Can Machine Learning Help Instructors Make Sense of Student Evaluation Comments?

By Student Voice AI

Updated Apr 02, 2026

At Student Voice AI, we believe that the qualitative comments students write in teaching evaluations are among the most valuable — and most underused — data universities collect. A new study published in Assessment & Evaluation in Higher Education tackles a question that sits at the heart of our work: what happens when you apply machine learning to those open-text comments, and how do the instructors who receive the results actually respond?

The paper, "Understanding university instructor responses to machine-learning analysis of mid-semester teaching evaluations", is authored by Valeriya Minakova, Ryan Patterson, Benjamin Potter, Shentong Wang, Lai Wei, Yang Xiao, Caroline Junkins and Sharonna Greenberg, a cross-disciplinary team spanning global development, computer science, mathematics, and chemistry at Queen's University and McMaster University in Canada. Published online on 27 January 2026, it reports on a qualitative study that brought together topic modelling, data visualisation, and in-depth instructor interviews to explore whether machine analysis of mid-semester evaluation comments can genuinely improve how teaching staff engage with student feedback.

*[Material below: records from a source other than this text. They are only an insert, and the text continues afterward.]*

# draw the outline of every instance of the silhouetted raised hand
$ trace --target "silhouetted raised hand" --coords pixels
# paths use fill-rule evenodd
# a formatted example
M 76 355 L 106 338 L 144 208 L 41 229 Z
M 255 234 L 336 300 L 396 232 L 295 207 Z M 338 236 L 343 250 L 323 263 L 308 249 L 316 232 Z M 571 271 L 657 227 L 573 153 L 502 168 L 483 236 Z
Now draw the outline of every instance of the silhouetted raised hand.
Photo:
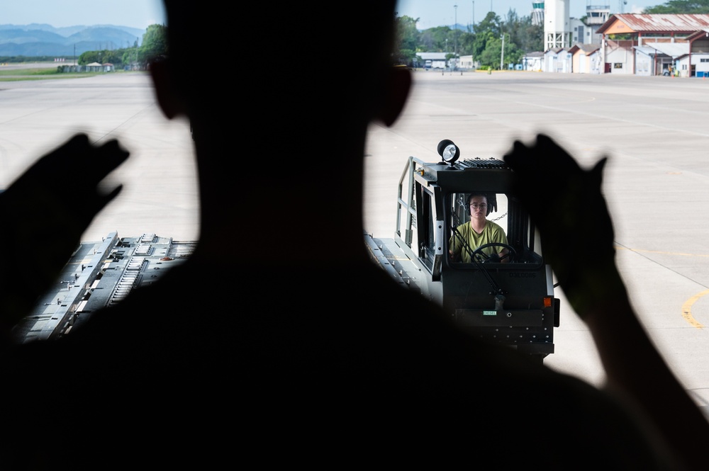
M 77 135 L 0 193 L 4 336 L 56 281 L 94 216 L 121 191 L 119 185 L 104 193 L 99 183 L 128 154 L 116 140 L 94 146 Z
M 504 159 L 515 172 L 515 195 L 540 229 L 545 259 L 574 310 L 584 317 L 599 297 L 624 295 L 601 188 L 607 157 L 584 170 L 550 137 L 539 135 L 530 146 L 516 141 Z

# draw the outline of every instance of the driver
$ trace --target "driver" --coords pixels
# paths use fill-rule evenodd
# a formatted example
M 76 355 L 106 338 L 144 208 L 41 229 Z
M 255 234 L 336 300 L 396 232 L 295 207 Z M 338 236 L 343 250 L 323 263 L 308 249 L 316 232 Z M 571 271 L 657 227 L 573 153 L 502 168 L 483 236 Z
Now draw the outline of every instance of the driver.
M 508 244 L 507 235 L 502 227 L 487 220 L 489 206 L 486 195 L 471 193 L 468 195 L 467 204 L 470 220 L 456 227 L 448 241 L 448 254 L 453 261 L 471 262 L 472 251 L 485 244 Z M 503 263 L 509 261 L 509 257 L 506 256 L 509 250 L 505 248 L 501 250 L 500 246 L 486 247 L 481 251 L 484 254 L 481 257 L 483 260 L 499 257 Z

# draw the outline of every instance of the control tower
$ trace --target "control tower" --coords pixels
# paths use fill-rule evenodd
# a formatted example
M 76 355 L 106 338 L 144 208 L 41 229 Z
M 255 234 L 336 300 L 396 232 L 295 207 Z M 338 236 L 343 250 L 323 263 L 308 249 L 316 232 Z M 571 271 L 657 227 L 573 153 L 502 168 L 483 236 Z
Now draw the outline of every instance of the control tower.
M 569 21 L 569 0 L 545 0 L 544 50 L 570 47 L 571 31 Z M 534 5 L 535 4 L 532 4 Z
M 532 2 L 532 24 L 539 26 L 544 24 L 544 1 Z

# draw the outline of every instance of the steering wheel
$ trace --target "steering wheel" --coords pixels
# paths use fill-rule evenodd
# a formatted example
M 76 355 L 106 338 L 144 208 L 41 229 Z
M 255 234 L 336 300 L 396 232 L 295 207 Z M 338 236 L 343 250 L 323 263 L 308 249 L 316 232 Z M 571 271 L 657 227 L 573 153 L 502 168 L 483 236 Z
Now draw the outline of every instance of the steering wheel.
M 487 247 L 503 247 L 503 249 L 507 249 L 509 251 L 503 255 L 501 257 L 497 254 L 495 255 L 488 255 L 487 254 L 483 252 L 483 249 L 486 249 Z M 510 257 L 511 256 L 512 259 L 517 257 L 517 251 L 511 245 L 508 245 L 507 244 L 503 244 L 502 242 L 491 242 L 489 244 L 483 244 L 479 247 L 473 251 L 471 255 L 471 259 L 474 259 L 477 256 L 480 256 L 480 258 L 483 259 L 482 263 L 491 263 L 491 262 L 501 262 L 505 259 Z M 512 259 L 510 259 L 510 260 Z

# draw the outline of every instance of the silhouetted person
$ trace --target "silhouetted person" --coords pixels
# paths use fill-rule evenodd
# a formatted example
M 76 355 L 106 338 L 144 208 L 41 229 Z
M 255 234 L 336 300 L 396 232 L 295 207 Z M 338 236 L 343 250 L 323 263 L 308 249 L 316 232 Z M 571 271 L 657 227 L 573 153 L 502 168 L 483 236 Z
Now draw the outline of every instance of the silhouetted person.
M 235 38 L 218 22 L 227 11 L 219 5 L 165 0 L 169 56 L 151 67 L 166 116 L 192 126 L 199 246 L 71 335 L 6 351 L 13 410 L 0 460 L 21 469 L 697 463 L 700 447 L 671 436 L 683 421 L 705 443 L 707 424 L 637 322 L 620 277 L 603 278 L 617 274 L 606 244 L 599 271 L 566 264 L 553 245 L 545 254 L 598 341 L 613 393 L 476 340 L 369 261 L 367 132 L 395 121 L 411 85 L 408 71 L 391 67 L 394 1 L 349 4 L 330 40 L 301 4 L 243 7 L 235 37 L 267 55 L 297 38 L 323 59 L 358 61 L 249 69 L 245 83 L 218 69 Z M 532 174 L 527 154 L 545 161 L 535 152 L 518 144 L 510 161 Z M 554 155 L 572 181 L 596 176 Z M 612 229 L 598 186 L 584 188 L 583 198 L 573 186 L 558 190 L 567 208 L 535 211 L 542 237 L 566 237 L 574 227 L 545 222 L 575 205 L 591 204 L 584 209 Z M 519 186 L 536 208 L 527 190 Z M 618 305 L 598 297 L 609 294 Z M 634 374 L 642 362 L 652 372 Z M 652 407 L 654 390 L 666 394 L 675 421 Z

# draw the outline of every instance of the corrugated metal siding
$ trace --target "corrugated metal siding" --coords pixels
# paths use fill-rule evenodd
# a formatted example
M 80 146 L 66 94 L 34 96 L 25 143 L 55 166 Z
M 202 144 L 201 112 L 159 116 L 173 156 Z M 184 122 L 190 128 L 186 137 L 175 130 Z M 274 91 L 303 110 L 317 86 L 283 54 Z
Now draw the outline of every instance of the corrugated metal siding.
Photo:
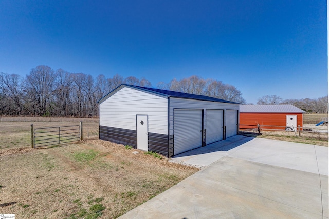
M 286 124 L 287 115 L 297 115 L 297 126 L 303 126 L 303 113 L 242 113 L 240 112 L 240 128 L 250 128 L 250 126 L 246 125 L 260 125 L 278 126 L 267 127 L 266 128 L 274 129 L 285 129 Z M 264 128 L 265 128 L 264 127 Z
M 124 87 L 99 105 L 100 126 L 136 130 L 136 115 L 149 116 L 149 131 L 168 135 L 168 99 Z
M 206 144 L 223 140 L 224 110 L 206 110 Z
M 226 138 L 237 133 L 237 111 L 226 110 Z
M 137 147 L 136 131 L 104 126 L 99 126 L 99 139 Z
M 174 154 L 202 146 L 202 110 L 177 109 L 174 112 Z
M 232 109 L 239 110 L 239 105 L 235 104 L 203 101 L 194 99 L 181 99 L 171 97 L 169 111 L 169 132 L 174 134 L 174 109 Z M 206 118 L 204 118 L 206 121 Z M 206 129 L 205 123 L 204 129 Z
M 167 157 L 168 153 L 168 136 L 149 132 L 149 151 L 159 153 Z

The challenge: qualitative feedback at scale

Mid-semester evaluations of teaching (MSET) give students a chance to provide formative feedback while a course is still running, much like Westminster's Mid-Module Check-ins, in time for instructors to make adjustments. Unlike end-of-term surveys, they are designed to be developmental rather than summative. The problem, particularly in large-enrolment courses generating hundreds or thousands of free-text responses, is that reading and making sense of all those comments is time-consuming. Many instructors simply do not do it, or skim selectively. The researchers set out to test whether automated topic modelling could extract meaningful themes from MSET comments and present them to instructors in a way that was useful and actionable.

Methodology: topic modelling meets instructor interviews

The study recruited eleven instructors from different departments at a Canadian research university, all teaching large-enrolment courses. Students in those courses completed mid-semester evaluations, and the resulting open-text comments were analysed using topic modelling — a family of machine-learning techniques that identifies clusters of frequently co-occurring words to surface latent themes in a corpus of text. The team experimented with multiple approaches, including BERTopic, a neural topic modelling method that uses contextual language embeddings to group semantically similar comments.

The machine-generated topics were then presented to instructors through data visualisations, and each instructor participated in an in-depth interview to share their reactions. The interviews explored whether the topic summaries matched instructors' own reading of the comments, whether the visualisations were clear and useful, and what improvements instructors would suggest.

Key findings

Instructors were broadly positive about the machine-learning output. Most found that the automatically generated topics aligned well with what they already knew from reading comments manually, but the structured format made the feedback easier to digest and act upon. Several noted that seeing themes ranked by prevalence helped them prioritise which issues to address first — something that is difficult when scrolling through hundreds of individual comments.

Data visualisation mattered as much as the analysis itself. A significant portion of the interview feedback focused not on the accuracy of the topic modelling but on how the results were presented. Instructors offered detailed suggestions about how to improve the layout, labelling, and interactivity of the reports. This finding underscores a point often overlooked in text-analytics projects: even the most sophisticated NLP pipeline will fail to drive change if the output is not presented in a format that busy academics can quickly understand and trust.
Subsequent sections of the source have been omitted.